I made Sea Mist, Svalbard from a residency where we were sailing to the north of Spitsbergen, in the high Arctic, and this sea fog was sitting along the horizon giving a very ethereal, dreamlike quality to the mountains, which loomed up out of it. Svalbard is extraordinarily beautiful, but of course it’s also one of the most rapidly warming places on the planet.

Experiencing this haunting beauty is, of course, underscored by one’s awareness of the rapid changes we’re now seeing. And for me as an artist, you know, that’s both a challenge and a commitment to see how I might represent that in my work. I’m interested in how I can communicate about an experience of being in a place, so making observations by drawing in front of a subject that kind of physical, visceral experience where I’m battling with cold weather and high winds and I’m trying to get my wet media down on the page.
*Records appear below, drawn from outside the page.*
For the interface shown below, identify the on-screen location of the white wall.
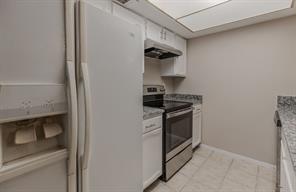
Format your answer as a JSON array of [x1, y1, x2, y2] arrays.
[[174, 15, 296, 164], [143, 57, 174, 93]]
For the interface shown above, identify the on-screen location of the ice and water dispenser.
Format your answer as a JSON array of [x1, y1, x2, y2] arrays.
[[0, 83, 69, 182]]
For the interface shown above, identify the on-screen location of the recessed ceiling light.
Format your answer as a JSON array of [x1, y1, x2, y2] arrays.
[[148, 0, 230, 19], [147, 0, 293, 32]]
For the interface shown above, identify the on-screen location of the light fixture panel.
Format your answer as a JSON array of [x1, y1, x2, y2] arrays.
[[147, 0, 293, 32], [148, 0, 229, 19]]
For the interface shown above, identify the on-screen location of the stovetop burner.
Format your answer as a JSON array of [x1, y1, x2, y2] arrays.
[[143, 85, 192, 112], [144, 100, 192, 113]]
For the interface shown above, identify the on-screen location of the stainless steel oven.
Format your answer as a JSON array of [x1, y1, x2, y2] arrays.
[[143, 85, 193, 181], [164, 107, 193, 180], [166, 107, 193, 161]]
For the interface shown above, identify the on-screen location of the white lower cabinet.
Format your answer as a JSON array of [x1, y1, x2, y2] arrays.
[[280, 140, 296, 192], [143, 116, 162, 189], [192, 105, 202, 148]]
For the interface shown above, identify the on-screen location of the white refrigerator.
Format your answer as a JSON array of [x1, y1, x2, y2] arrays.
[[0, 0, 77, 192], [77, 1, 143, 192], [0, 0, 143, 192]]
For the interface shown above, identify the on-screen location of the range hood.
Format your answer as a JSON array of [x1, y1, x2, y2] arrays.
[[145, 39, 182, 60]]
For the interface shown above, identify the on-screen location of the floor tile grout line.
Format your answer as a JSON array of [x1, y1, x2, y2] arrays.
[[254, 165, 260, 192], [176, 149, 215, 192], [226, 165, 259, 191], [152, 147, 276, 192], [216, 158, 235, 191], [154, 148, 211, 192]]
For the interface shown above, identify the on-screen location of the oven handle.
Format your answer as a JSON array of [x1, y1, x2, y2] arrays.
[[166, 107, 193, 119]]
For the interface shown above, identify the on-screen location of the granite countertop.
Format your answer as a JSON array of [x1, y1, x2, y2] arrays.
[[164, 94, 203, 105], [143, 106, 164, 120], [277, 96, 296, 174], [143, 94, 202, 120]]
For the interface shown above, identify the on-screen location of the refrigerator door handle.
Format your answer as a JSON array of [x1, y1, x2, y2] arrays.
[[66, 61, 78, 174], [81, 62, 92, 171], [66, 61, 78, 192]]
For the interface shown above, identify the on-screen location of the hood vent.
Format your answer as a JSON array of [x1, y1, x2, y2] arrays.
[[116, 0, 131, 4], [145, 39, 182, 60]]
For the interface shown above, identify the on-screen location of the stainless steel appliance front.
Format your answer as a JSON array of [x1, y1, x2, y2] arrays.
[[164, 107, 193, 180], [143, 85, 193, 181], [165, 144, 193, 180]]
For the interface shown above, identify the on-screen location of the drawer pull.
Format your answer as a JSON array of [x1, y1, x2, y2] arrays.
[[145, 124, 156, 129]]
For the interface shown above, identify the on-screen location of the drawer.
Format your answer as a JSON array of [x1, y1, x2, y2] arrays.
[[143, 128, 162, 189], [143, 116, 162, 134], [281, 139, 296, 192]]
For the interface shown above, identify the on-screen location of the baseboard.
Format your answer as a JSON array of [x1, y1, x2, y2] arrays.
[[200, 144, 275, 169]]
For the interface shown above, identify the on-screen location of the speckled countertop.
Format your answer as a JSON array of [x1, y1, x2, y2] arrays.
[[164, 94, 203, 105], [143, 94, 202, 120], [143, 106, 164, 120], [277, 96, 296, 174]]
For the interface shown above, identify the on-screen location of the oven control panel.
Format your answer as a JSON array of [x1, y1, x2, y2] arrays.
[[143, 85, 165, 96]]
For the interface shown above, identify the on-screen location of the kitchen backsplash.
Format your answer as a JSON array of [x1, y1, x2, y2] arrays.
[[143, 57, 174, 93], [165, 94, 203, 104]]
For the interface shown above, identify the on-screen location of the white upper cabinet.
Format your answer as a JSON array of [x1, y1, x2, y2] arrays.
[[162, 29, 175, 48], [174, 35, 187, 76], [160, 35, 187, 77], [146, 20, 175, 47], [146, 20, 163, 43]]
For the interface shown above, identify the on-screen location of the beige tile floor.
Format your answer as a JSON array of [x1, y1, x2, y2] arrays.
[[145, 146, 276, 192]]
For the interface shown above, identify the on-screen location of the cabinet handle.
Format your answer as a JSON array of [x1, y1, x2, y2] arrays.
[[144, 128, 162, 137], [145, 123, 156, 129]]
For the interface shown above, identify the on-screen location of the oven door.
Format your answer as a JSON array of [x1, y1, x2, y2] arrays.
[[166, 107, 193, 161]]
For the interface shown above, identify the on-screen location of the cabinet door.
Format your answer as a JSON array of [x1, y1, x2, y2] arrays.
[[174, 35, 187, 76], [280, 141, 296, 192], [192, 110, 201, 148], [143, 128, 162, 189], [162, 29, 175, 47], [280, 148, 288, 192], [146, 20, 162, 43]]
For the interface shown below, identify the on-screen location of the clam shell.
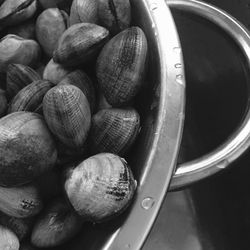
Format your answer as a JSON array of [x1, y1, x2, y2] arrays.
[[43, 59, 70, 84], [69, 0, 98, 26], [8, 19, 36, 40], [53, 23, 109, 67], [8, 80, 53, 114], [0, 0, 37, 30], [0, 212, 33, 241], [0, 89, 7, 117], [64, 153, 136, 222], [0, 185, 43, 218], [0, 35, 41, 73], [43, 84, 91, 149], [96, 26, 147, 106], [6, 64, 41, 100], [0, 225, 20, 250], [90, 108, 140, 156], [98, 0, 131, 35], [36, 8, 68, 57], [59, 70, 96, 113], [31, 199, 82, 247], [0, 112, 57, 187]]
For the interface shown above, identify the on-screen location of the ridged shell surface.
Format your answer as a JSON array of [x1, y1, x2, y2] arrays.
[[69, 0, 98, 26], [36, 8, 68, 57], [53, 23, 109, 67], [43, 84, 91, 149], [0, 225, 20, 250], [59, 69, 95, 113], [0, 35, 41, 73], [6, 64, 41, 99], [64, 153, 137, 222], [90, 108, 140, 156], [8, 80, 53, 113], [0, 0, 37, 29], [0, 185, 43, 218], [31, 199, 82, 247], [0, 112, 57, 186], [96, 26, 147, 106]]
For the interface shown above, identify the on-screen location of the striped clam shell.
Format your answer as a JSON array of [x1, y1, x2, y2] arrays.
[[53, 23, 109, 67], [8, 80, 53, 114], [64, 153, 137, 222], [6, 64, 41, 100], [0, 185, 43, 218], [96, 26, 147, 107], [43, 84, 91, 149], [90, 108, 140, 156], [59, 69, 96, 113], [31, 199, 82, 247], [0, 225, 20, 250]]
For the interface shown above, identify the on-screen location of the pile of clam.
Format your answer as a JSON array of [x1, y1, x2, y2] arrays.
[[0, 0, 148, 249]]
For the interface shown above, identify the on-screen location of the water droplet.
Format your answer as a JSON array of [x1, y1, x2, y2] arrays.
[[150, 2, 158, 11], [176, 74, 184, 85], [175, 63, 182, 68], [141, 197, 155, 210], [173, 47, 182, 54], [217, 160, 229, 169]]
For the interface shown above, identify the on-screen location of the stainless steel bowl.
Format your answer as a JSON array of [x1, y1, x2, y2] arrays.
[[167, 0, 250, 190], [49, 0, 185, 249]]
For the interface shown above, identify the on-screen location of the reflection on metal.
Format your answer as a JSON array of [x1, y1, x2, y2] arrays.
[[168, 0, 250, 190]]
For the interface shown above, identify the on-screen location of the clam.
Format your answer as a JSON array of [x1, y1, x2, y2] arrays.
[[43, 59, 70, 84], [0, 89, 7, 117], [90, 108, 140, 156], [0, 35, 41, 73], [64, 153, 137, 222], [0, 185, 43, 218], [0, 212, 33, 241], [96, 26, 148, 106], [59, 70, 96, 113], [98, 0, 131, 35], [53, 23, 109, 67], [36, 8, 68, 57], [6, 64, 41, 100], [43, 84, 91, 150], [0, 225, 20, 250], [0, 112, 57, 186], [0, 0, 37, 30], [8, 80, 53, 114], [31, 199, 82, 247], [69, 0, 98, 26], [8, 19, 36, 40]]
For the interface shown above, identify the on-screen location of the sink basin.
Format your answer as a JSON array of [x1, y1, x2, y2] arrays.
[[143, 0, 250, 249]]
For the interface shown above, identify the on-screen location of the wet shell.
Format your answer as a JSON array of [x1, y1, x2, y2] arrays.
[[0, 112, 57, 186], [0, 185, 43, 218], [53, 23, 109, 67], [43, 84, 91, 149], [59, 70, 96, 113], [8, 80, 53, 113], [0, 225, 20, 250], [90, 108, 140, 156], [43, 59, 70, 84], [31, 199, 82, 247], [64, 153, 137, 222], [69, 0, 98, 26], [96, 26, 147, 106], [0, 89, 7, 117], [6, 64, 41, 100], [8, 19, 36, 40], [36, 8, 68, 57], [0, 212, 33, 241], [98, 0, 131, 35], [0, 35, 41, 73], [0, 0, 37, 30]]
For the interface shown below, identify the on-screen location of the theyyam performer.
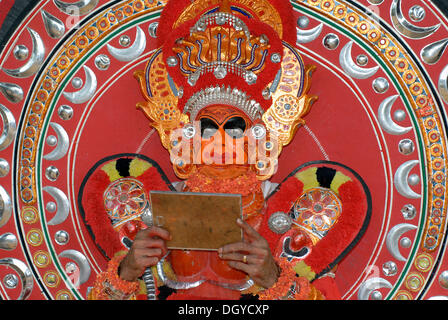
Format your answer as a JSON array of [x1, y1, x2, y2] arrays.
[[86, 0, 371, 300]]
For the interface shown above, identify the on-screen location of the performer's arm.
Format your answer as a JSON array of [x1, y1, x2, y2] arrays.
[[119, 227, 170, 281], [218, 218, 280, 288], [219, 219, 324, 300], [88, 227, 170, 300]]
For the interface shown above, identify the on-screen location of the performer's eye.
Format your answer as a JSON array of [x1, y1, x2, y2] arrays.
[[224, 117, 246, 139], [200, 118, 219, 139]]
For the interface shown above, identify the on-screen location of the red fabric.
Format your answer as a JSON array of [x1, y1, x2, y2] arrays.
[[304, 180, 367, 274], [83, 169, 122, 258], [312, 277, 342, 300], [156, 0, 200, 47], [259, 177, 304, 253]]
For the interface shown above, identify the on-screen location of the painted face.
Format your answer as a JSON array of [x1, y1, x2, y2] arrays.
[[169, 104, 279, 179], [196, 105, 252, 168]]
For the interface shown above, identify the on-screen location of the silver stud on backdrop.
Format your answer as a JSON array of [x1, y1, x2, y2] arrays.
[[95, 54, 111, 70], [0, 159, 10, 177], [373, 77, 390, 93], [71, 77, 83, 89], [323, 33, 340, 50], [182, 124, 196, 139], [45, 166, 60, 181], [3, 274, 19, 289], [439, 271, 448, 289], [408, 174, 420, 186], [356, 54, 369, 66], [245, 71, 257, 84], [58, 105, 73, 121], [393, 109, 407, 122], [268, 212, 292, 234], [55, 230, 69, 245], [409, 5, 426, 22], [46, 135, 58, 147], [400, 237, 412, 248], [166, 56, 178, 67], [214, 65, 227, 79], [119, 35, 131, 47], [398, 139, 415, 155], [271, 53, 281, 63], [262, 87, 271, 100], [401, 204, 417, 220], [46, 201, 57, 213], [297, 16, 310, 29], [370, 291, 383, 300], [13, 45, 29, 60], [251, 125, 267, 140], [382, 261, 398, 276]]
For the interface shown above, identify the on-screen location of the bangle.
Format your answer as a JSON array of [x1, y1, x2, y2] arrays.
[[91, 254, 140, 300], [258, 257, 296, 300]]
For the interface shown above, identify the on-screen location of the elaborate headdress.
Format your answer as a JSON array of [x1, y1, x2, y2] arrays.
[[134, 0, 317, 180]]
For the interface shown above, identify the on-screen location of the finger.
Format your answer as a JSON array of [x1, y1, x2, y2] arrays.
[[219, 242, 253, 255], [219, 252, 246, 262], [134, 226, 171, 241], [237, 219, 263, 243], [134, 237, 165, 248], [147, 226, 172, 240], [225, 260, 253, 274], [134, 238, 168, 256], [219, 241, 267, 258], [135, 247, 163, 258], [219, 252, 264, 265], [137, 256, 160, 269]]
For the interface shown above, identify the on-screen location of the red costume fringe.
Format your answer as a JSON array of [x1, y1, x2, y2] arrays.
[[83, 169, 122, 258], [304, 180, 367, 274]]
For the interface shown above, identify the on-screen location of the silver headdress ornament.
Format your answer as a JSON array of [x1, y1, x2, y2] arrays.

I work out on site making many sketchbook drawings, usually in ink and watercolor, and I really want to try and capture something of the monumentality and fragility of what I’m seeing. So when I’m back in the studio, I can kind of look back through my sketchbook drawings and decide what I might take forward into print. 

Sea Mist, Svalbard is an intaglio process of printmaking. However, rather than a traditional intaglio process such as etching, it’s made with a polymer review process. So I draw the image in Indian ink onto a film, and then that’s exposed onto a light-sensitive plate, which is processed, and then the final image is printed in the same way as a traditional etching, where you wipe the ink into the pits and parts of the plate and put it through the press.

I like this method as it allows me, I can kind of develop the artwork as I would an ink drawing with the same kind of atmospherics and fluidity as working on paper. But it does have particular qualities. And you can see in the sky area of the image, the way the ink is separated and blurred on the film. And that’s something I couldn’t achieve in the same way by drawing on paper.